Non spanish Residents
Non spanish Residents are liable to wealth tax solely on assets located in Spain.
Non spanish Residents do not benefit from allowances so they commence paying tax from over €0.00.
Valuing assets
There are various rules for valuing different types of assets. One of the most common assets on which wealth tax is paid is immoveable property. The valuation of immoveable property for wealth tax purposes is based on the higher of:
· the catastral value (rateable value),
· the acquisition cost (as declared on the title deed)
· an official valuation undertaken by the tax authorities.
In practice, the acquisition cost on the title deed (la escritura) is used as it is usually higher than the catastral value and valuations by the tax authorities are not commonplace.

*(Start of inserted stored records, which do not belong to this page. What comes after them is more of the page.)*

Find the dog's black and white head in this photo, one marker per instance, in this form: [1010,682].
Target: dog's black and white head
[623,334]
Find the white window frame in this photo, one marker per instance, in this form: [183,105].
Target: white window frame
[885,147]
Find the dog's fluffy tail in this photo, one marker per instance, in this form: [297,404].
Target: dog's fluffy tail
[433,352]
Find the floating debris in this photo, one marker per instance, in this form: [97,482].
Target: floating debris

The value of assets and charges are usually based on the last day of the spanish tax year (31st December).
Tax rates
The tax rates work on a sliding scale and vary from 0.02% - 2.5% depending on wealth. The tax rates are summarised below:
Taxable wealth up to |
Tax payable |
Rest of taxable wealth |
Tax rate |
€0.00
|
€ 0.00 |
€167,129.45 |
0.2% |
€167,129.45 |
€ 334.26 |
€167,123.43 |
0.3% |
€334,252.88 |
€ 835.63 |
€334,246.87 |
0.5% |
€668,499.75 |
€ 2,506.86 |
€668,499.76 |
0.9% |
€1,336,999.51 |
€ 8,523.36 |
€1,336,999,50 |
1.3% |
€2,673,999.01 |
€ 25,904.35 |
€2,673,999.02 |
1.7% |
€5,347,998.03 |
€ 71,362.33 |
€5,347,998.03 |
2.1% |
€10,695,996.06 |
€183,670.29 |
Exceeding |
2.5% |
To conclude, spanish residents are able to benefit from allowances to reduce their exposure to spanish wealth tax, but are liable to worldwide net assets. If their wealth is considerable then other forms of tax planning would need to be undertaken to try and minimise the affects of this tax.
Non residents are liable to net spanish situs assets. For example, they can reduce their exposure to wealth tax on their spanish holiday home by simply buying their holiday home with a mortgage registered in Spain. The net difference between the value of the property and the mortgage is what would be liable to wealth tax rather than the whole value of the property.